Marilyn Monroe, icona di Hollywood, ha affidato alla carta parte delle sue emozioni AFP

L'autore giurassiano ha curato «Fragments», un'opera – in vendita dal 7 ottobre in una decina di paesi – che raccoglie testi inediti di Marilyn Monroe. Swissinfo.ch lo ha intervistato.

Questo contenuto è stato pubblicato il 16 ottobre 2010 - 17:53
Mathieu van Berchem, Parigi, swissinfo.ch

«Marilyn non ha cambiato la mia vita, ma devo ammettere che le ho consacrato molte serate e notti bianche». Bernard Comment, direttore della collezione Fiction & Cie alle edizioni Seuil, sta vivendo un periodo assai inteso.

Per ogni editore parigino, l'inizio di ogni nuovo anno letterario è sinonimo di adrenalina; quest'anno, la tensione è ancora più elevata del solito: dal 7 ottobre in molti paesi europei è infatti possibile acquistare Fragments, una collezione di testi di Marilyn Monroe raccolti e pubblicati dallo scrittore giurassiano.

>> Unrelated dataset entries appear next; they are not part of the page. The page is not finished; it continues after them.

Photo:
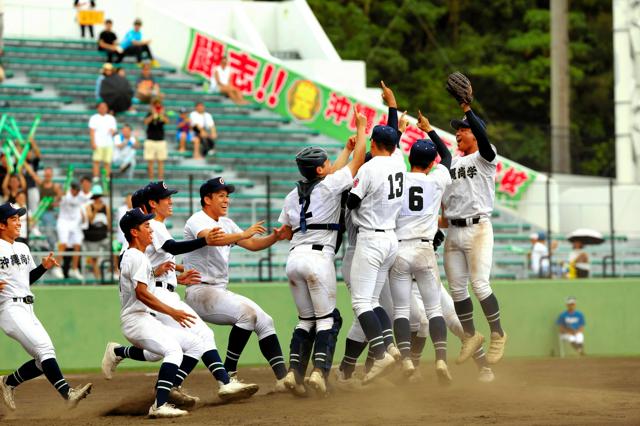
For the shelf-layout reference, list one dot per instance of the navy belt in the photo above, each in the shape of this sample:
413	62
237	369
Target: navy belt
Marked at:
170	287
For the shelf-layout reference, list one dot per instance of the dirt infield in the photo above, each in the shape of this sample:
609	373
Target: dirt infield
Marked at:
533	392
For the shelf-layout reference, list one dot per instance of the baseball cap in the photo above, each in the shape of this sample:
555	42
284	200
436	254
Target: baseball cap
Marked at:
158	191
215	185
7	210
134	218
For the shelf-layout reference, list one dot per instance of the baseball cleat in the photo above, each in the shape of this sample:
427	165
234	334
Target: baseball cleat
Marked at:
8	393
394	352
179	396
486	375
292	385
166	410
110	360
378	368
317	383
442	371
407	367
236	390
77	394
470	345
496	348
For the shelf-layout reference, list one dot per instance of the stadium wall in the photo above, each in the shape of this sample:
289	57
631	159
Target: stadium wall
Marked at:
81	320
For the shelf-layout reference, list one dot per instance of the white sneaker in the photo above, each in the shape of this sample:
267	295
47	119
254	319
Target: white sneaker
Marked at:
110	360
235	390
77	394
166	410
317	383
179	396
442	371
486	375
57	272
378	368
8	393
292	385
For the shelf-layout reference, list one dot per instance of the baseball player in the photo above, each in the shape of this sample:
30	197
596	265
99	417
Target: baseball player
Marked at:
17	317
161	253
468	204
416	227
211	299
312	213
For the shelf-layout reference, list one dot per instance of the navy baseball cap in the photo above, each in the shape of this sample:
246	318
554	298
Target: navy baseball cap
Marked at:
214	185
133	218
7	210
158	191
423	152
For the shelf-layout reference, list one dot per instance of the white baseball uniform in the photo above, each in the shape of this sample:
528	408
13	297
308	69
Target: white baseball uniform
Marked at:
468	250
211	299
140	324
17	318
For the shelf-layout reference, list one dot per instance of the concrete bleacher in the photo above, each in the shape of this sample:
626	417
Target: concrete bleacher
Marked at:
56	79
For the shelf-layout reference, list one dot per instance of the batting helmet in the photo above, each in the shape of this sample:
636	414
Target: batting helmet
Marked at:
310	158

Della star americana si conoscono le pose mozzafiato, la voce sensuale, i suoi amori, la fragilità, la morte. Ma non i suoi scritti. Dal 1943 fino al 1962 – anno della scomparsa – l'attrice ha affidato le sue emozioni a quaderni, foglietti e carta da lettere. In questi testi, Marilyn Monroe getta uno sguardo lucido su sé stessa e sul suo mondo, lontano dall'autocompiacimento: «Ne traspare una grande purezza», afferma Bernard Comment.

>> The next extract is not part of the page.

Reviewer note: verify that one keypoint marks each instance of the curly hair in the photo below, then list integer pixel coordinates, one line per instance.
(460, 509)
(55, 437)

swissinfo.ch: Come è nato questo libro? Com'è possibile che Anna Strasberg – la vedova dell'attore Lee Strasberg –, che gestisce attualmente l'eredità di Marilyn, abbia affidato a uno svizzero residente in Francia la pubblicazione dei testi?

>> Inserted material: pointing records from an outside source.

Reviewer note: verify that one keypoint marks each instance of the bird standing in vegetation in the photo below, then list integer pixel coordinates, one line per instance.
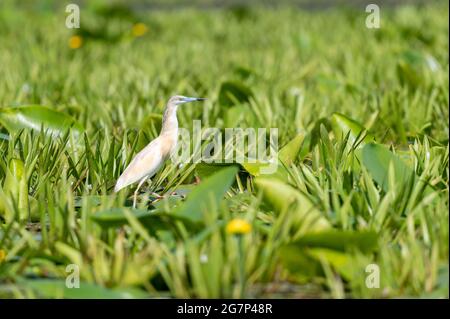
(148, 161)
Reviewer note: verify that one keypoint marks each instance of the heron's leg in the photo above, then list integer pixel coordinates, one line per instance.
(137, 190)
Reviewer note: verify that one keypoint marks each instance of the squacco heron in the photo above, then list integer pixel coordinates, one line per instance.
(148, 161)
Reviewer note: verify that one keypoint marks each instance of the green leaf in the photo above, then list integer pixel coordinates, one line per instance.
(16, 187)
(342, 124)
(377, 159)
(116, 217)
(289, 152)
(49, 288)
(364, 241)
(302, 258)
(281, 196)
(286, 156)
(232, 93)
(35, 117)
(206, 195)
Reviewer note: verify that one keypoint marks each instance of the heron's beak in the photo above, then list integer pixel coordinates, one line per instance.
(192, 99)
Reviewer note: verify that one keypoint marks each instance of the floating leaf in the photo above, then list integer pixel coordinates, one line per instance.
(232, 93)
(364, 241)
(281, 196)
(342, 124)
(303, 257)
(35, 117)
(15, 186)
(49, 288)
(377, 159)
(115, 217)
(290, 151)
(276, 168)
(208, 193)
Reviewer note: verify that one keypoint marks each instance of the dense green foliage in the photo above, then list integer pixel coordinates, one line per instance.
(363, 178)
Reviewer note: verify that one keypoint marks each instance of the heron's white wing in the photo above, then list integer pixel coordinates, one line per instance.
(145, 163)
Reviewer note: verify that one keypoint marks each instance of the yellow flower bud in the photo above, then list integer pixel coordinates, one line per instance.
(75, 42)
(238, 226)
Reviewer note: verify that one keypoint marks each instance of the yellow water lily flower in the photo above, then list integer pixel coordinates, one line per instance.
(238, 226)
(75, 42)
(139, 29)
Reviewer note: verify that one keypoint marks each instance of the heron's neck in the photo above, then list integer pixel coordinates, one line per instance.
(170, 122)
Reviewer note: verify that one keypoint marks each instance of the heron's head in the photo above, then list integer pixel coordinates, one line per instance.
(180, 99)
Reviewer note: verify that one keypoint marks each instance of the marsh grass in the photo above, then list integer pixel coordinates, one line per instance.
(292, 70)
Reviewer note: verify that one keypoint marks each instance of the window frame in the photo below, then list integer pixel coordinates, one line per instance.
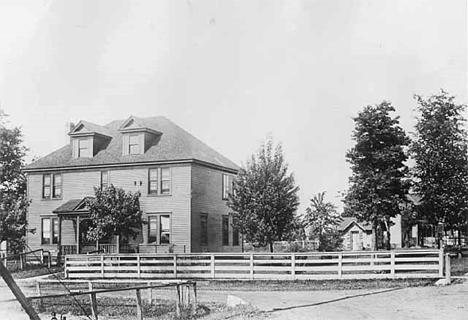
(53, 186)
(159, 181)
(106, 172)
(53, 231)
(80, 154)
(159, 231)
(227, 186)
(204, 229)
(225, 230)
(130, 144)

B.C.: Tutto nasce per caso, nella fattispecie l'incontro a Parigi con un amico della famiglia Strasberg, che mi ha parlato degli scritti inediti di Marilyn. Mi sono quindi immediatamente recato da Anna Strasberg, a New York, anche se a dire il vero non mi facevo grandi illusioni.

In primo luogo, nutrivo alcuni dubbi in merito alla qualità dei testi. Secondariamente, non avevo molto denaro da offrire. Paradossalmente, però, è proprio questo l'aspetto che è piaciuto alla signora Strasberg. Il suo interesse non era infatti di tipo commerciale, bensì letterario. D'altronde non ho mai parlato di denaro con lei. E se dovessi rivelare l'ammontare del contratto, nessuno mi crederebbe.

swissinfo.ch: Quando ha scoperto questi testi, che cosa l'ha colpita maggiormente?

B.C.: Il suo modo di esplorare i propri abissi interiori, spesso vertiginoso e sempre toccante. Marilyn era molto generosa e non si risparmiava mai. Quello che mi ha colpito è anche la forza poetica dei testi, scritti in un stile mai affettato.

Sappiamo che aveva fatto leggere le sue riflessioni – anche se non erano destinate alla pubblicazione – a persone vicine, in particolare allo scrittore Norman Rosten. I testi sono intimi, ma restano sempre molto pudici: leggendoli, non mi sono mai sentito in imbarazzo. Sappiate comunque che non vi si trova alcuna rivelazione sulla sua vita sessuale, o sulla famiglia Kennedy.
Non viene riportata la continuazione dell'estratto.